Holding Reference of ETS and reuse it in sockets

rurkss · February 11, 2021, 9:36am

Hello community!

We use phoenix and sockets in our application. and keep additional data in state of socket like that

  defp success_connect(socket, auth_data) do
    socket =
      socket
      |> assign(:current_entity, auth_data)
      ....
      ....

As far as application grows, we need to store more and more data during socket connection. So we would like to transfer data into ETS tables. We init new ETS table as soon as socket connection is done:

defp success_connect(socket, auth_data) do
    ets_ref = :ets.new(:state_store, [:set, :public, {:read_concurrency, true}])    
    
    socket =
      socket     
      |> assign(:store_ref, ets_ref)
     .....

and here comes a problem. Inside of socket’s handle_out/handle_info/handle_in methods, we try to work with ets table, but we keep getting an error, because application does not see table by ref_id

def handle_out(event, data, socket) do
 ets_ref = socket.assigns.store_ref
 :ets.lookup(ets_ref, "some_key") -> ArgumentError, because can not retrieve table by ref_id
end

could you please explain why it is so? and how to achieve this approach?

lud · February 11, 2021, 10:48am

Generally it means that the process that created the ETS table exited. I believe that success_connect is called after connect on the socket module ?

In that cas, this process will exit once the channel process is started. Your handle_out function is executed in the channel process, but by the time it is called, your socket process (that was just started to establish the connection) is long gone and the associated ETS table was deleted.

rurkss · February 11, 2021, 11:29am

100% you are right, just checked it. I had to move init of ETS from socket to channel context. Thank you!

Exadra37 · February 11, 2021, 12:25pm

Or you can create a GenServer or Agent to deal with this data and still create the ets table from them, thus they could be used from the moment a request is received to mount the socket.

lud · February 11, 2021, 2:05pm

Indeed @rurkss you are creating a new ETS table per channel where you could use a single table for all your processes.

The number of available ETS tables is limited. When you create an ETS table per channel (and as it is destroyed when the channel process exists), there is no advantage doing that instead of just storing your data in assigns ; besides the table being public.

rurkss · February 11, 2021, 2:35pm

By using single ETS table, we have to deal with OLD data in the table, we have to manually remove unnecessary records. In this way (creating new table for every new connection), all data will be removed with whole table as soon as channel will be disconnect.

BTW, i did not know there are limit of ETS table instances may be created
PS there is a limit in 1400 tables per node, it is way to low…

olivermt · February 11, 2021, 4:27pm

Its not too low if you consider an ETS table like a database table. If you want data to die move your data to hide behind a genserswr and just add socket id as a parameter. Then you can have sweeps now and then to get rid of old data if that is a concern.

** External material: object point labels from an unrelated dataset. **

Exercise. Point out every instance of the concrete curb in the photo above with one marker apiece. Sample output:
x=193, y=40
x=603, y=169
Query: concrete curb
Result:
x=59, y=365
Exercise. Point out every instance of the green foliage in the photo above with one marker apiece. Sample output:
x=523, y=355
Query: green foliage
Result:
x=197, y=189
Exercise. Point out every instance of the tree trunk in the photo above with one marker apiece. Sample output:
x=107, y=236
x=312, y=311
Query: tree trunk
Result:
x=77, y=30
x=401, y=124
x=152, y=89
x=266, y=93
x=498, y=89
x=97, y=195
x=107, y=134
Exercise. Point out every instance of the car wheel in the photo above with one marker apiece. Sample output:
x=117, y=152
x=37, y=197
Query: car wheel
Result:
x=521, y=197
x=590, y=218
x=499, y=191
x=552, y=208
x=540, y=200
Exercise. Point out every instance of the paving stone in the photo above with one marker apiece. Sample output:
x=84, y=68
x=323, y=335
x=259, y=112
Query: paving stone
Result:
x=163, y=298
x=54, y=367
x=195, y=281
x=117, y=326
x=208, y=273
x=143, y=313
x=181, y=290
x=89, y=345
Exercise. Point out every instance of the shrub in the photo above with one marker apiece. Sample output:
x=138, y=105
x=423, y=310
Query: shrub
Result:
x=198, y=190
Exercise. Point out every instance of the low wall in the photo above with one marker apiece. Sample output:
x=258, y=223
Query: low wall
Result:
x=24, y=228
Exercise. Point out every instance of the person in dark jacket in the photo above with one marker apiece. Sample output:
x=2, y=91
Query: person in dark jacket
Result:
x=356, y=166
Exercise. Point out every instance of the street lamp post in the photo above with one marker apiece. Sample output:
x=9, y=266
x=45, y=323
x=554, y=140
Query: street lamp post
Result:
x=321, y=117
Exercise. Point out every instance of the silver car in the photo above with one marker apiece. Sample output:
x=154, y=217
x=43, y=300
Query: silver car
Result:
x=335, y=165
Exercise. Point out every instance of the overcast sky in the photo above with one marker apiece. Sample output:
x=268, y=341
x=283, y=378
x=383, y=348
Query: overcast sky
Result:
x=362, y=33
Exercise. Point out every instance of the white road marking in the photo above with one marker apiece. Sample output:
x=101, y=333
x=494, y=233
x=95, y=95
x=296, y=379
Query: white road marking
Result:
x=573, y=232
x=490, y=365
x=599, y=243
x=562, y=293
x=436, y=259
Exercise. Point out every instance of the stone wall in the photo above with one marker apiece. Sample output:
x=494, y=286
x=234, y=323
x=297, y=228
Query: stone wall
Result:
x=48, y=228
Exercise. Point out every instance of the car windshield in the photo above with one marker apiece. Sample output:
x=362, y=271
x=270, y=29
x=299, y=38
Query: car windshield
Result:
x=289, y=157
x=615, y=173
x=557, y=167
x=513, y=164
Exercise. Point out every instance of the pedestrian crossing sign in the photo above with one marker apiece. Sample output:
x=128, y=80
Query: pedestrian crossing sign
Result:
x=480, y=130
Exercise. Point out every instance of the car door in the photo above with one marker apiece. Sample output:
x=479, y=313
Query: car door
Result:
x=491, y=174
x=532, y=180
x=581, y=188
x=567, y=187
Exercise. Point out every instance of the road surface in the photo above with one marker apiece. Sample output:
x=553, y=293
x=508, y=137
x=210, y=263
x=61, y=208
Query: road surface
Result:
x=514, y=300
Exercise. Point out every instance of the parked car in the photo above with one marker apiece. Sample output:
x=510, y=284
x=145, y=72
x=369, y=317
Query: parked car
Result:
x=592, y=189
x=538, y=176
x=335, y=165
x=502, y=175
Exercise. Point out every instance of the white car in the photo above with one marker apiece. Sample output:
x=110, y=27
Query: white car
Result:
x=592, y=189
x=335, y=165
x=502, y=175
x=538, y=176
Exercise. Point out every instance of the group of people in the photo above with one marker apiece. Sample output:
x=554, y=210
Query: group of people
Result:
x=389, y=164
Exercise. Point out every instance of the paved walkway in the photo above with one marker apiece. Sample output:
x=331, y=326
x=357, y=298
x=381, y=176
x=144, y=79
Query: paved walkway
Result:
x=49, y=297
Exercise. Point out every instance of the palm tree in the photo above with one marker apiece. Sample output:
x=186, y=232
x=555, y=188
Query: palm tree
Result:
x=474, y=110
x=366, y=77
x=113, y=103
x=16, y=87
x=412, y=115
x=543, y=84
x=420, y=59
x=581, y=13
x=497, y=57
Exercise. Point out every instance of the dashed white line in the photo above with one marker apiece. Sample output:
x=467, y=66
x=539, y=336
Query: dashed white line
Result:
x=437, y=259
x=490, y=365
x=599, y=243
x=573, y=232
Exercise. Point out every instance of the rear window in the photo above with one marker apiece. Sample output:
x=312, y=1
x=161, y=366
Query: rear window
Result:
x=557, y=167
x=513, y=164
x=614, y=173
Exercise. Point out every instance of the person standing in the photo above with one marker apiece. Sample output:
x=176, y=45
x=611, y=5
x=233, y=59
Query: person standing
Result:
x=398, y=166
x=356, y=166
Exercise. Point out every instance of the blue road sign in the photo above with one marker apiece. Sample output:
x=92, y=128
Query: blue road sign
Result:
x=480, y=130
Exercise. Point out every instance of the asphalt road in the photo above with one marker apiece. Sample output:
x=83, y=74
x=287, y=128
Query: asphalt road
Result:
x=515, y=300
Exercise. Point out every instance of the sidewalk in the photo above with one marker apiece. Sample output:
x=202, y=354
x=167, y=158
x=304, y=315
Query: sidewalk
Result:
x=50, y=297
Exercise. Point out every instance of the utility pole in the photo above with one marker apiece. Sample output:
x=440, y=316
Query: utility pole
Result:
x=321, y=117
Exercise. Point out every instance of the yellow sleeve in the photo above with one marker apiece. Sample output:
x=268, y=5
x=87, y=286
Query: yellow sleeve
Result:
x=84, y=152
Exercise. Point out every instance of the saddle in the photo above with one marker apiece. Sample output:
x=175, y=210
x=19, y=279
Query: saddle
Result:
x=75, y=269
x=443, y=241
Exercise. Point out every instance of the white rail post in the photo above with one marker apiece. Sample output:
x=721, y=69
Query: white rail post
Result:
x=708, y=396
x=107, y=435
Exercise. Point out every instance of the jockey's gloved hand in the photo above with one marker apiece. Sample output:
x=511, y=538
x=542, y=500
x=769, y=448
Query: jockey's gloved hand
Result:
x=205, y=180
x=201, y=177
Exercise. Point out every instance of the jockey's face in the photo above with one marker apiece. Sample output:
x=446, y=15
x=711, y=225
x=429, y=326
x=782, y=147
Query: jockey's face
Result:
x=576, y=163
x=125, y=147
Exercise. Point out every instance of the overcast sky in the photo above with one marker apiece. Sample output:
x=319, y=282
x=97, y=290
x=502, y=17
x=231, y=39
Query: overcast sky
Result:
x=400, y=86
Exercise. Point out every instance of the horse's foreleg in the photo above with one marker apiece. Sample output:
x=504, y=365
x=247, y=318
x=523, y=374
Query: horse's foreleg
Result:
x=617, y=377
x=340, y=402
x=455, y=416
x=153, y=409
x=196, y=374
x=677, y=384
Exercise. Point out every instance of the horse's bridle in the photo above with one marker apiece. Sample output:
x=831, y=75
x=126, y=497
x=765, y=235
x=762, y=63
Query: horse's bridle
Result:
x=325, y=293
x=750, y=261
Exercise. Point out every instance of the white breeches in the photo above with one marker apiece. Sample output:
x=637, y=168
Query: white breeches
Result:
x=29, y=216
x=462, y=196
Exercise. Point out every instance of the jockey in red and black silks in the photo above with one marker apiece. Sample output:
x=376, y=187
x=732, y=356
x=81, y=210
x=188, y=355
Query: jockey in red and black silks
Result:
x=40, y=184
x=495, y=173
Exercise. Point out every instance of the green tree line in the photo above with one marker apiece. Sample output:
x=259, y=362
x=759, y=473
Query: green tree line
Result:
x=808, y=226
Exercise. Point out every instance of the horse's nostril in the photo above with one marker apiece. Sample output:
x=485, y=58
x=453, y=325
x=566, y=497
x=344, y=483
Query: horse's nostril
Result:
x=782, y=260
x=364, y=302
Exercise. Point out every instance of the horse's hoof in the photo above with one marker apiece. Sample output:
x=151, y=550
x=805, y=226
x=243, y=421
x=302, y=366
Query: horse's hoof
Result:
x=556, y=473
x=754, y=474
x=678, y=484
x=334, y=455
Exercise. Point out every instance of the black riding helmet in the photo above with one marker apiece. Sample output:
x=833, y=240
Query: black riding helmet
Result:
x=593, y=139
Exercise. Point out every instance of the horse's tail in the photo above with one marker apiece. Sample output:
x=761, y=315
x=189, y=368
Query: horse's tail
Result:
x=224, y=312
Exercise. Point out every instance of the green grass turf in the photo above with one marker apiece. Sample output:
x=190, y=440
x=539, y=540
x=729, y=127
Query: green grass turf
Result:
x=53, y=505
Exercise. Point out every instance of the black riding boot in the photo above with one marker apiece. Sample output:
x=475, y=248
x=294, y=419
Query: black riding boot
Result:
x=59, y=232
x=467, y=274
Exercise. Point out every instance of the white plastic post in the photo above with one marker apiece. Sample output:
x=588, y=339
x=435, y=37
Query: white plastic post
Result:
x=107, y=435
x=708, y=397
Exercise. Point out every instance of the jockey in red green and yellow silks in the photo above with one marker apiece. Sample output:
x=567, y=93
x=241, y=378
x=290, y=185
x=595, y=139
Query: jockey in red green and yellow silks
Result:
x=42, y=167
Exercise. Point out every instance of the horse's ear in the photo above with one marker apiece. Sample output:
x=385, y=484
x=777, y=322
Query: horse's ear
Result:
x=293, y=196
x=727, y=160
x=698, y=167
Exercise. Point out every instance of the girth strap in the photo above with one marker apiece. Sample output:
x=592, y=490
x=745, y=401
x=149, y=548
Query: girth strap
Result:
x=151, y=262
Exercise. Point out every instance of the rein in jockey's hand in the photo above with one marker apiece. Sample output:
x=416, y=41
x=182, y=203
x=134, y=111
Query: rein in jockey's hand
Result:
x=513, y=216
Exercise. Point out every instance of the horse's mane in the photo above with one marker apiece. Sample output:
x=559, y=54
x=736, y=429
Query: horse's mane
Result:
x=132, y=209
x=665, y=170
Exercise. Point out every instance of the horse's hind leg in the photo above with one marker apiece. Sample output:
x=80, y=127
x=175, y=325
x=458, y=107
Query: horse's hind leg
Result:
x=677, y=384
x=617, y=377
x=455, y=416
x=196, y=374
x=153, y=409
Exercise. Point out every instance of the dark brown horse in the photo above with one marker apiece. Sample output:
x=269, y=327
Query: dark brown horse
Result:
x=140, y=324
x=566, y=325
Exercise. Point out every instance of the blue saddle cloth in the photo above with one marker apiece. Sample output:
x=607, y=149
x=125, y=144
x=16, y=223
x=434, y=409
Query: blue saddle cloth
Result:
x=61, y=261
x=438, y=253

You are using the system at odds with how it was designed to be used.

drolenc · February 12, 2021, 12:59am

I concur. I use ETS tables inside a GenServer for session data. In my case, I just keep track of expiration times, and a single :ets.select_delete call executed periodically with Process.send_after takes care of cleaning up any mess.

garazdawi · February 12, 2021, 7:34am

Since a couple of years ago the limit is for named ets tables only. There is no limit on the number of unnamed ets tables.

The limit can be increased by starting Erlang with the +e Num.

http://erlang.org/doc/man/ets.html#max_ets_tables

rurkss · February 12, 2021, 8:55am

The reason why we prefer ETS over GenServer state is because of performance.

LostKobrakai · February 12, 2021, 9:07am

Does your data actually need to be accessible to external parties? ETS is indeed the better option than asking an external GenServer for data, but data stored in the process your code runs in is even faster than that. So I’m wondering why you want to move from having state in the channel process itself to some external location.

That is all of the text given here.